Posted by Jules at 3:59 AM
The beauty of many events is in the anticipation and the preparation. And, in fact, there were many dark times of overworking and frustration that were endured as a means to this end: two weeks of relative freedom to take each day truely as it comes. Loose plans were in place, but so was permission to alter those plans at any time depending on health, weather, finances, or whim. After seeing pictures of the foxes and peacocks at Kew Gardens it became the destination of choice for this snow-weary traveler. We spent most of an afternoon searching for the foxes without a trace of their bushey little tails. Finally content with the stately peacocks we strolled leisurely, side by side, off into the wilder area of the park. Moving along the fence a fuzzy red creature emerged. Unnoticed by yours truely, he followed us at a distance until I grew tired with following the peacock and stopped to watch him disappear off in the distance. Turning I noticed the fox watching me, watch the peacock. There was a flicker of recognition and a dawning of delight. He appeared to be limping and his left rear leg was shaved. Perhaps he had been in an accident or been injured somehow. It had not killed his curiousity or his charm. A voice in the back of my mind kept repeating "rabies, caution, diseases, wild animal, unpredictable, caution," but after seeing my daughter's photos of him for three months and imagining my own meeting with him, I felt we were old friends. Of course, he was hoping for food, and I happened to have an apple which I was happy to share with him.

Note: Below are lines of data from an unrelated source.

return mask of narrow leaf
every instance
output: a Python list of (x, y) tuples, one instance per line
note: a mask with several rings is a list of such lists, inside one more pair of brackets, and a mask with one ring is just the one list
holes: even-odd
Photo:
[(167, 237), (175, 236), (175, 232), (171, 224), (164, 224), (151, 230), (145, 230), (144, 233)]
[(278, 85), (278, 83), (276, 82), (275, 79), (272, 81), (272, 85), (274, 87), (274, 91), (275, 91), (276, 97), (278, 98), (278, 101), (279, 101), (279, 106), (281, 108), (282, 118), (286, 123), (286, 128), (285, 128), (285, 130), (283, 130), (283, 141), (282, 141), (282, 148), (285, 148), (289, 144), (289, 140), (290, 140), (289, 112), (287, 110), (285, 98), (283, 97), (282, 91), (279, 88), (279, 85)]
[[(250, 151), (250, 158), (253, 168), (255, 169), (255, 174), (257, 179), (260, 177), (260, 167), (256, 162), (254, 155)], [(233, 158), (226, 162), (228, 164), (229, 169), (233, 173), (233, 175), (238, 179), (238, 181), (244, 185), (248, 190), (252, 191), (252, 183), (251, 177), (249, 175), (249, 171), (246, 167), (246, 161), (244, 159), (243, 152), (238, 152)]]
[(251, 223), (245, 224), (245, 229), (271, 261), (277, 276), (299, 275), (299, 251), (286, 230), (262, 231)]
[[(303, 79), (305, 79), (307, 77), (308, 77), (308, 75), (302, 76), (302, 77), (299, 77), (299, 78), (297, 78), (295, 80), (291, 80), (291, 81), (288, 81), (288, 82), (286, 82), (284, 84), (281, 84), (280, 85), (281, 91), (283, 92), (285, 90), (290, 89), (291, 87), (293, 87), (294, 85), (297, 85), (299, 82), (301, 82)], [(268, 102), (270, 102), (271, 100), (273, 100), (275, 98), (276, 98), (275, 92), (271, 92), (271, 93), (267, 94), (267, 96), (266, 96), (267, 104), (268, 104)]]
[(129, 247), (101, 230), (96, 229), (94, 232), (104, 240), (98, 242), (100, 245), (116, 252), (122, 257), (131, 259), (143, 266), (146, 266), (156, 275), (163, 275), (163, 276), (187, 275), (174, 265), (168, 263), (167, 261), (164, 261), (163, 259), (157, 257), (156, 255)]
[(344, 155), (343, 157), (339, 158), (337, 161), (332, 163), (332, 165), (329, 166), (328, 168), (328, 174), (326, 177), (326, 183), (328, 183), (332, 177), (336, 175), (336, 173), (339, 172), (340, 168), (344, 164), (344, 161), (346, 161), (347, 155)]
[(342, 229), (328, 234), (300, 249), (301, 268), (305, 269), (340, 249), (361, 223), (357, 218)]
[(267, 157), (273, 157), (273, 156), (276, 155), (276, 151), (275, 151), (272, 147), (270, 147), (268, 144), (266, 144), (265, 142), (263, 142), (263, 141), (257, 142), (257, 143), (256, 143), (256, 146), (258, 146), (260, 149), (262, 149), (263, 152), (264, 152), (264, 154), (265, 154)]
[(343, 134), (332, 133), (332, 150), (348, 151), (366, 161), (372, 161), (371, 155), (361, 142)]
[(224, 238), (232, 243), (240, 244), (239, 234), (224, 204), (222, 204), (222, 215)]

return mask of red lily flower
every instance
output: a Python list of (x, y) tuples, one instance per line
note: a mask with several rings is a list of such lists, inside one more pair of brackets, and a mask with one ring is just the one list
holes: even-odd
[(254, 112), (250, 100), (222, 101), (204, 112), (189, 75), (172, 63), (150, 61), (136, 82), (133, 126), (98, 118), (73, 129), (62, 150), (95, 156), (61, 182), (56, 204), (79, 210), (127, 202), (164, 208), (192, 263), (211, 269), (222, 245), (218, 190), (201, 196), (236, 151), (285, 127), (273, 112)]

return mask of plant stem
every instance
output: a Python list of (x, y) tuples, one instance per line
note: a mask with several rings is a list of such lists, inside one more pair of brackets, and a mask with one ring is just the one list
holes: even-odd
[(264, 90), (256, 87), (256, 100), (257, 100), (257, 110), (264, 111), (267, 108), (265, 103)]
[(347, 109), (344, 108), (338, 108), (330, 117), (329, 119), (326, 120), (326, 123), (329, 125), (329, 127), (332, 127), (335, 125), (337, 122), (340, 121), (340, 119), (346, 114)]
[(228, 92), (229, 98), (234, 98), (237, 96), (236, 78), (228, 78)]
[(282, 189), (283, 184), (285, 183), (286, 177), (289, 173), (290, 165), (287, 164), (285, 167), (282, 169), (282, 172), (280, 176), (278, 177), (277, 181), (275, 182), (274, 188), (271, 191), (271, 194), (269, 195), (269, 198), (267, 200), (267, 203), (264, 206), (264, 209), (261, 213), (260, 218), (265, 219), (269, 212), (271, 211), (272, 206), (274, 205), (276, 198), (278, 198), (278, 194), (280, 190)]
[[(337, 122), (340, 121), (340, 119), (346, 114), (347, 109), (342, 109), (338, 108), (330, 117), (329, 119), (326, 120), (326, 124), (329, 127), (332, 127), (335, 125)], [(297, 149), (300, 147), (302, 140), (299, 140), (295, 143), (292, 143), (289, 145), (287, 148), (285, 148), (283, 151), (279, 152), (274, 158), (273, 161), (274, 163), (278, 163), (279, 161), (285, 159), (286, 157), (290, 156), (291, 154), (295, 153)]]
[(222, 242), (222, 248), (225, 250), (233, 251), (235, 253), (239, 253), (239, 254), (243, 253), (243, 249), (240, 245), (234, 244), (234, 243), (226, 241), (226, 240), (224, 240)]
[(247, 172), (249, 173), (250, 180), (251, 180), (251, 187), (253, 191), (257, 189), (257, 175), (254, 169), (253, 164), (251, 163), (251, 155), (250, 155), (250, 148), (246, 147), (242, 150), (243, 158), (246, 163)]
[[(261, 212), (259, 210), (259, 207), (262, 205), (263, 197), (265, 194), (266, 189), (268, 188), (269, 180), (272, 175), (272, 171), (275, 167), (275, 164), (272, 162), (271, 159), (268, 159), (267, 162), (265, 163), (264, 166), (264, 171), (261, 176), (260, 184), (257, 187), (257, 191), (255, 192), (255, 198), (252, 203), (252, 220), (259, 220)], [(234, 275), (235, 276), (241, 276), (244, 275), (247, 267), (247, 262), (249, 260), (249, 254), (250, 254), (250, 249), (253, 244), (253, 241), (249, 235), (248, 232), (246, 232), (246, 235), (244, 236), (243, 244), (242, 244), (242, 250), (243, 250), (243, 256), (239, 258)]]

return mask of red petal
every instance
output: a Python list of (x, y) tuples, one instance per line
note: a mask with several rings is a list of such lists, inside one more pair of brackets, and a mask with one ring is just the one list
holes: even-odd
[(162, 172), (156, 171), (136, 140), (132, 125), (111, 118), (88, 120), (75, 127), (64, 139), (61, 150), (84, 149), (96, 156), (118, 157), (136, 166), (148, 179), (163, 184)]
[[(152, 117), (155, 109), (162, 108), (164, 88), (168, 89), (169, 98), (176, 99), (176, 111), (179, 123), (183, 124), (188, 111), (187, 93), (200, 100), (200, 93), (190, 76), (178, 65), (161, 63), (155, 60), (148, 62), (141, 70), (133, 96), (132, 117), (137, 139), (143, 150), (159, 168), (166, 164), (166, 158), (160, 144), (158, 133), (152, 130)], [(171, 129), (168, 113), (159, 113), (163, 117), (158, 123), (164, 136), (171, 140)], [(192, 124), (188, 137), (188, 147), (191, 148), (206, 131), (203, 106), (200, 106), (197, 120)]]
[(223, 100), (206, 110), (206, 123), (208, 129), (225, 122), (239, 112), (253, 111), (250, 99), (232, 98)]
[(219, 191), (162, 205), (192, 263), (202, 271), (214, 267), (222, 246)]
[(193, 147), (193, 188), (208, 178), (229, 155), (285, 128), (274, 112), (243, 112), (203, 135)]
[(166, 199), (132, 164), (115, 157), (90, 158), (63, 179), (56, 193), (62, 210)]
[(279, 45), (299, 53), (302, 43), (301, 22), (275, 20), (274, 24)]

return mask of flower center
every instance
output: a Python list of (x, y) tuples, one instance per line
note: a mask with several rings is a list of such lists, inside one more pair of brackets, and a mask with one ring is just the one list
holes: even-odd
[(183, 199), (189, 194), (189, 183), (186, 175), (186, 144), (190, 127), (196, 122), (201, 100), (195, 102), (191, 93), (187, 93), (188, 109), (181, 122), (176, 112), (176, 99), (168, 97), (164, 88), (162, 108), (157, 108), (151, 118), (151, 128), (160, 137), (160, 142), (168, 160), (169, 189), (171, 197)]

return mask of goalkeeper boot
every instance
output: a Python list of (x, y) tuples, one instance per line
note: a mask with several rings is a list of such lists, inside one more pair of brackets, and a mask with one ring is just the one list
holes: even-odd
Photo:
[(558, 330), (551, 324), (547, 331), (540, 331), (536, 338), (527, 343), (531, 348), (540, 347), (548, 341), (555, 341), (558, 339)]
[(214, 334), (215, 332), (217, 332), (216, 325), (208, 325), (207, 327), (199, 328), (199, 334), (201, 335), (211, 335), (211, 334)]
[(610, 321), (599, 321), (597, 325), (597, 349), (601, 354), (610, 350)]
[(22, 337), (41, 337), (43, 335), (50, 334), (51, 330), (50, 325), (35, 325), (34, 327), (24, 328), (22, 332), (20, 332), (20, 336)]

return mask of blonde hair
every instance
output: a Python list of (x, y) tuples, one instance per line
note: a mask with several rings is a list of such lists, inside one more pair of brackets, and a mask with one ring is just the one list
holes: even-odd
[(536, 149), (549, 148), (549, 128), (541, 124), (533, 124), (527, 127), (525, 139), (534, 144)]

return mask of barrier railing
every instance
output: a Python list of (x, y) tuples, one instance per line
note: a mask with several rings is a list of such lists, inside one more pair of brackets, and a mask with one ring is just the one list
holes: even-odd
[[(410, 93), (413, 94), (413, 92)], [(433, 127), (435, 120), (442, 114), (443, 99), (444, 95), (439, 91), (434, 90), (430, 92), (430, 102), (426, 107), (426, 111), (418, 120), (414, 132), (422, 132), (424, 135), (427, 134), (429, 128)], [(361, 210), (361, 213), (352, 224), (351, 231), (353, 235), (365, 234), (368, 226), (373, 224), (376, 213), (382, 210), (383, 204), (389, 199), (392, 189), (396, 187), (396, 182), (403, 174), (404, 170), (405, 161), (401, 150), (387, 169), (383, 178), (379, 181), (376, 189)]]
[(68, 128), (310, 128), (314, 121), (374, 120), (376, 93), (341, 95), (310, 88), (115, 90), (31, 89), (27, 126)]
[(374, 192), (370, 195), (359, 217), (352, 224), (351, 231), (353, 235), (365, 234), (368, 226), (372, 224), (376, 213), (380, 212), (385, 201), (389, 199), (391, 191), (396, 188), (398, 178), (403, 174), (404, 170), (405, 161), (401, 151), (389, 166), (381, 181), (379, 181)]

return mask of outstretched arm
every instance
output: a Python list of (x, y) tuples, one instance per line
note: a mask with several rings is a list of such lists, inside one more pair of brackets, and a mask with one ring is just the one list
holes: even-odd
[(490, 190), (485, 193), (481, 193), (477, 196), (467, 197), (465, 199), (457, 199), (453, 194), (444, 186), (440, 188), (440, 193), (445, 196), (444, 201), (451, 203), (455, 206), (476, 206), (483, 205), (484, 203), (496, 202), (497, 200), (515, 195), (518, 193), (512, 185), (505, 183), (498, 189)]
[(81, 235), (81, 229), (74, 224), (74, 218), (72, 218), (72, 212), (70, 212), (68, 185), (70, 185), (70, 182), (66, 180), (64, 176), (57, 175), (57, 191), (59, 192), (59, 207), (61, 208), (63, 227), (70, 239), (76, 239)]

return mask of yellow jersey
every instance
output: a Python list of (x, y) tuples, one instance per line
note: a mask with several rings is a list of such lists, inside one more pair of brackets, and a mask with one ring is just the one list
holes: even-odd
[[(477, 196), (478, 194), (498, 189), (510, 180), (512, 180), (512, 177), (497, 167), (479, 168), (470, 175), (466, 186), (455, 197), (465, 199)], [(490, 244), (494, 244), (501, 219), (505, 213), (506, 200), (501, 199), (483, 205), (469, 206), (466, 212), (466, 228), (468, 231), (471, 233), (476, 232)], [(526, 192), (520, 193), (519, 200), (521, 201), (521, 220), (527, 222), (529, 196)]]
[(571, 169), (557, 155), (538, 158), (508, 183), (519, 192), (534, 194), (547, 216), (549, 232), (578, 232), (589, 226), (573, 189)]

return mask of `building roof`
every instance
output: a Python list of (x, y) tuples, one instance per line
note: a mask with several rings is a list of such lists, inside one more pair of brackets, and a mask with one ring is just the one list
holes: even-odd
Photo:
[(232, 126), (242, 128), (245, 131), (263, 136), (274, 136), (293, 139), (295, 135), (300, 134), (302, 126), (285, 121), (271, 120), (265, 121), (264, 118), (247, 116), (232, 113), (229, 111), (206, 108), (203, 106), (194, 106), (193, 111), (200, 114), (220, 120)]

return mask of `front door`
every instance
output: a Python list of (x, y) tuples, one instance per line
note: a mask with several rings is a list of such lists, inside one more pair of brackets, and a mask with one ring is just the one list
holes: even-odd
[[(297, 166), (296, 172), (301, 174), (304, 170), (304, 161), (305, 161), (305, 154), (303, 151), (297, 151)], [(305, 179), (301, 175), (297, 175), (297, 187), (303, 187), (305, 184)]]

Posted by Jules at 2:51 AM
25 February, 2009
I've learned a few things during my time here in London but I have not figured out how to maniulated the photos on the blogger format. It remains, for the time, a complete mystery in spite of my attempts to move them around. For example, in this post I wished to have a lovely arrangement of my daughter eating pork belly at Jamie Oliver's trattoria 15. And a description of our adventure finding the place from the tube stop to Moorgate eye hospital to the fireplace restoration shop down the un pretentious side street marked only with the sandwich board. We expected womething quite pretentious with snobby waitstaff and appropriately unusual, "offal" offerings on the menu We were pleased to find our misgivings were groundless and we were seated in spite of our tardines. And more than satisfied with the entire experience which included a hot ginger press with lime when our waitperson realized I had a nasty cold.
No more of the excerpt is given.